The delivery of the products may be made at any other place designated by the Buyer with the express written consent of the Seller, provided that the delivery address is specified at the time of ordering.

5.2. Reception

The Buyer must check the condition of products upon delivery.

Without prejudice to the measures to be taken with the Carrier, any claim relating to apparent defects or the non-conformity of the product delivered with the product ordered or the delivery slip, must be made in writing within two (2) working days of receipt of the products. Otherwise, the products will be deemed to comply with the order.

The Buyer must provide all justifications as to the reality of the defects or anomalies found. It must allow the Seller to ascertain these defects and to remedy them. It will refrain from intervening itself or from having a third party intervene for this purpose.

ARTICLE 6 - Transfer of ownership - Transfer of risks

The transfer of ownership of the Seller's products to the Buyer will only take place after full payment of the price by the Buyer, regardless of the delivery date of said Products.

However, the transfer of risks of loss and damage of the products will take place on delivery and receipt of said products by the Buyer or from collection in the event of an ex-works sale.

ARTICLE 7 - Seller's liability - Warranty

Any warranty is excluded in case of incorrect use, negligence or lack of maintenance on the part of the Buyer, as in case of normal wear of the product or force majeure.

In order to assert its rights, the Buyer shall, under penalty of forfeiture of any action relating thereto, inform the Seller with appropriate proof, by any means confirmed by registered letter with acknowledgement of receipt within a maximum period of two (2) working days from their discovery, of the existence of any defect rendering the product unfit for its use.

The warranty is strictly limited to the restoration or replacement of the products affected by a defect or lack of conformity, to the exclusion of any other compensation, for any reason whatsoever.

ARTICLE 8 - Liability with respect to intellectual, industrial and commercial property

Buyers must hold, where applicable, the rights of use, in terms of intellectual, industrial and commercial or other property, of the products they order.
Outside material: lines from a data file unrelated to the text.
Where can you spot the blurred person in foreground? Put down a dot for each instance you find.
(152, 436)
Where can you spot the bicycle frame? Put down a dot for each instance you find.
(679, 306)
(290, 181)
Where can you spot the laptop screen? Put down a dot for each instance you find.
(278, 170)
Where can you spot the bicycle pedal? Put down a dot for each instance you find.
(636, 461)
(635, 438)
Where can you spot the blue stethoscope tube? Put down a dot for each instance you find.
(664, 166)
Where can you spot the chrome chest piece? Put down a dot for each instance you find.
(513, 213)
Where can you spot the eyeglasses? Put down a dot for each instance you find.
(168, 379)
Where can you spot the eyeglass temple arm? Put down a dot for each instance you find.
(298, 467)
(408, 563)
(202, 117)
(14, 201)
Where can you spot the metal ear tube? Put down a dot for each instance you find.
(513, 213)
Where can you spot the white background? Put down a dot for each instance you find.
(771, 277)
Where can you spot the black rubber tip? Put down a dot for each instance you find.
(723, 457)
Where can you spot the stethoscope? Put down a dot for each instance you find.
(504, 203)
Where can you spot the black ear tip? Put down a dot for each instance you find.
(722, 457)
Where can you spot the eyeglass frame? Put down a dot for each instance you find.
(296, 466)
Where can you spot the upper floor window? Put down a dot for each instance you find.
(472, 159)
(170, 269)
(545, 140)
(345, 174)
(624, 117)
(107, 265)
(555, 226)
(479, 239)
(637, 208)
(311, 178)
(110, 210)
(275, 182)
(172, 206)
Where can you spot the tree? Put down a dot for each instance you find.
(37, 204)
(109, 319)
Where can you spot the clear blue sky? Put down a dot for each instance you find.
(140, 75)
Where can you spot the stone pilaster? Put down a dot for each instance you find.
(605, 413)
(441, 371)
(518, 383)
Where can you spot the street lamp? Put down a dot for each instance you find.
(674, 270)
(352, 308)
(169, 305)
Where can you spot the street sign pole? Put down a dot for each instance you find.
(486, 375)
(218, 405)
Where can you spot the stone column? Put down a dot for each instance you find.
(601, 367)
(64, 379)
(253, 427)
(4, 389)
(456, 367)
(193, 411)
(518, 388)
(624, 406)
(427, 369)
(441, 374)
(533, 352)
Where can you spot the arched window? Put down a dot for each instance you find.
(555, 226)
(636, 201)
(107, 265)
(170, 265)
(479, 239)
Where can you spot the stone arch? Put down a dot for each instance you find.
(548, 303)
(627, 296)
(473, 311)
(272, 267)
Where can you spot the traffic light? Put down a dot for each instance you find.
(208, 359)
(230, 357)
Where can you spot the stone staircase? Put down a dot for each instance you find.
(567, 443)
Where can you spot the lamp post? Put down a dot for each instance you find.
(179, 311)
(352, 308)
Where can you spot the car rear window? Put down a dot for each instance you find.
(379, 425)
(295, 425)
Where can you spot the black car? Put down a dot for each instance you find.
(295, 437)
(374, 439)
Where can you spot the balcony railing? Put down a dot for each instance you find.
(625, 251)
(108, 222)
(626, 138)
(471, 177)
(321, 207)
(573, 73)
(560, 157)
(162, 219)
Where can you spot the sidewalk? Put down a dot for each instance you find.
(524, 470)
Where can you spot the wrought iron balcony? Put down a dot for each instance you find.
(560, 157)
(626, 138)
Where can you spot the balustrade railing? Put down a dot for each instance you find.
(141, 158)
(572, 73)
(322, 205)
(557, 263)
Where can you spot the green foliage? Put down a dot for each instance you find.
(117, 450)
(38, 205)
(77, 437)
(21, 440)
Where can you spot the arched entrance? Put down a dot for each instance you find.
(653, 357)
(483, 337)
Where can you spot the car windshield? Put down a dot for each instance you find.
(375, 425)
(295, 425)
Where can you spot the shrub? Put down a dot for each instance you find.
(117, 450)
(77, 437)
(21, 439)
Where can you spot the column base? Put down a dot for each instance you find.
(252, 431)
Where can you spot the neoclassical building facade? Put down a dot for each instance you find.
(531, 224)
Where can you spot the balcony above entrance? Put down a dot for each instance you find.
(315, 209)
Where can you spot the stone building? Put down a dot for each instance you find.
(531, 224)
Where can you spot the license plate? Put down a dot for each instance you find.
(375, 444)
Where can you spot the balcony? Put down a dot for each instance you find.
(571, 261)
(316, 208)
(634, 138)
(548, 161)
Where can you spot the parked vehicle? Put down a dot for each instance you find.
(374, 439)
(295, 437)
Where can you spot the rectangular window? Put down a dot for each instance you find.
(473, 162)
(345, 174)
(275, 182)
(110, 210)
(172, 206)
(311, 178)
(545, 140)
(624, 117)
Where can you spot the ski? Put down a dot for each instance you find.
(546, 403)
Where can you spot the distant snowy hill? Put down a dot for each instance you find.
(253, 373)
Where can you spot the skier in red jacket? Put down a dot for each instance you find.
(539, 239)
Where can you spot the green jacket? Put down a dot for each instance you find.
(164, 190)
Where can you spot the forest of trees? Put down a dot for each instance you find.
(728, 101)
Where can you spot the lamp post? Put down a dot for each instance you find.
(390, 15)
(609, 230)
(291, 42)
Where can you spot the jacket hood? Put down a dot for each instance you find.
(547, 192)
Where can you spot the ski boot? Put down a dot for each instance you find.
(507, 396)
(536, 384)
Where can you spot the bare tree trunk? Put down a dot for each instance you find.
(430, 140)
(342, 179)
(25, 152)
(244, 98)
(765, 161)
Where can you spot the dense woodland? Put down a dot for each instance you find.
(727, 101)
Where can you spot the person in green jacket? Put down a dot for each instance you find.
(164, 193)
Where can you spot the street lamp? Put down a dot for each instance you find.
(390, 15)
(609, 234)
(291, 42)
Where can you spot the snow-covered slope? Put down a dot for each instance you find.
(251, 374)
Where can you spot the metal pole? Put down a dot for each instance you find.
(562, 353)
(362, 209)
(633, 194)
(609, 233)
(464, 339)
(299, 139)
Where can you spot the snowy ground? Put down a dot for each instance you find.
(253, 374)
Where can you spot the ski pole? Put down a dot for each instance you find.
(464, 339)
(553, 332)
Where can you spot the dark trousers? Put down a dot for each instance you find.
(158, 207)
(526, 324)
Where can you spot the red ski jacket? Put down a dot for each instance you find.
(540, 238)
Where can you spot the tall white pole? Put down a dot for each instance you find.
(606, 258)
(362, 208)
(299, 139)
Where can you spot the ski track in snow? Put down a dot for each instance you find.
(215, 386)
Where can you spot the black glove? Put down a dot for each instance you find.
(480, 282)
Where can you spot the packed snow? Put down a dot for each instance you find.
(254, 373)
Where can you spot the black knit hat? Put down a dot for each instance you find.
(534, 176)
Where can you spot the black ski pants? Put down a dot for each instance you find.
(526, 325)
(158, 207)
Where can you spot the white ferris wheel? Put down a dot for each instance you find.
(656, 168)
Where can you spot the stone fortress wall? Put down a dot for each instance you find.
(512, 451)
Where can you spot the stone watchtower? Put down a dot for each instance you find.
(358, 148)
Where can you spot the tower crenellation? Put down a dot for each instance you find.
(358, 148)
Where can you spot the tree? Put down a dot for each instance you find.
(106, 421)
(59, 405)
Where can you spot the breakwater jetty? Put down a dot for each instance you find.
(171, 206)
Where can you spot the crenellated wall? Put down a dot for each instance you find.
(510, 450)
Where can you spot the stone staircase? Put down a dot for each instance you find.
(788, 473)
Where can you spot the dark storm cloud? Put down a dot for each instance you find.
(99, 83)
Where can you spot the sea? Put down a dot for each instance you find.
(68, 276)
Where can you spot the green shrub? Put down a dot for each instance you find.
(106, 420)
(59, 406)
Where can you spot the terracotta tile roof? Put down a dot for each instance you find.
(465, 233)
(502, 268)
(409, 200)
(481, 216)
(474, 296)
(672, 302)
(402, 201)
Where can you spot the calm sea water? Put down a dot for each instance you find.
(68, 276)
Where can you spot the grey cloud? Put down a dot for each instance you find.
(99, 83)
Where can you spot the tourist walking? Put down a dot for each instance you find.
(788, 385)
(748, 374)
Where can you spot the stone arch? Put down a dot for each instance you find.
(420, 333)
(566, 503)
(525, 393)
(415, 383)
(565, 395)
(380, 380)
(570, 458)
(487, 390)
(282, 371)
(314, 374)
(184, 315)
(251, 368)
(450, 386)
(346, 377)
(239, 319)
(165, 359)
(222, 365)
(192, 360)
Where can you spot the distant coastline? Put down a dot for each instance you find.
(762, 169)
The Seller's liability may under no circumstances be sought or the Seller itself may not be prosecuted if the work it has carried out in accordance with the Buyer's specifications and order infringes the intellectual, commercial or industrial property rights of a third party.

Similarly, the Seller shall not be liable in the event that the use of the products it has manufactured would infringe such a right. The Buyer is obliged to hold the Seller harmless against any possible action by third parties on this basis and to fully indemnify the Seller for any possible convictions, costs and other harmful consequences on this basis.

ARTICLE 9 – Dispute - Applicable law

Any disputes that may arise in relation to this agreement, concerning its validity, interpretation, performance, termination and the consequences thereof, shall be brought before the Commercial Court of NANTES - FRANCE. It is expressly agreed between the Parties that this agreement is governed by and subject to French law. If these General Terms and Conditions of Sale are translated, only the French version shall prevail.

ARTICLE 10 – Buyer's acceptance

These General Terms and Conditions of Sale are expressly agreed to and accepted by the Buyer, who declares and acknowledges to have read them and accordingly waives any contradictory document and, in particular, its own general terms and conditions of purchase, which shall be unenforceable toward the Seller, even if it is aware of them. In accordance with the Data Protection Act of 6 January 1978 and European Regulation No. 2016/679/EU of 27 April 2016, the Purchaser has a right of access, rectification, portability and deletion of data or to limit its processing. It may also, for legitimate reasons, oppose the processing of its personal data. He may, subject to the production of a valid proof of identity, exercise his rights by contacting our company: DIXENCE ZI du Bignon 44110 ERBRAY- FRANCE.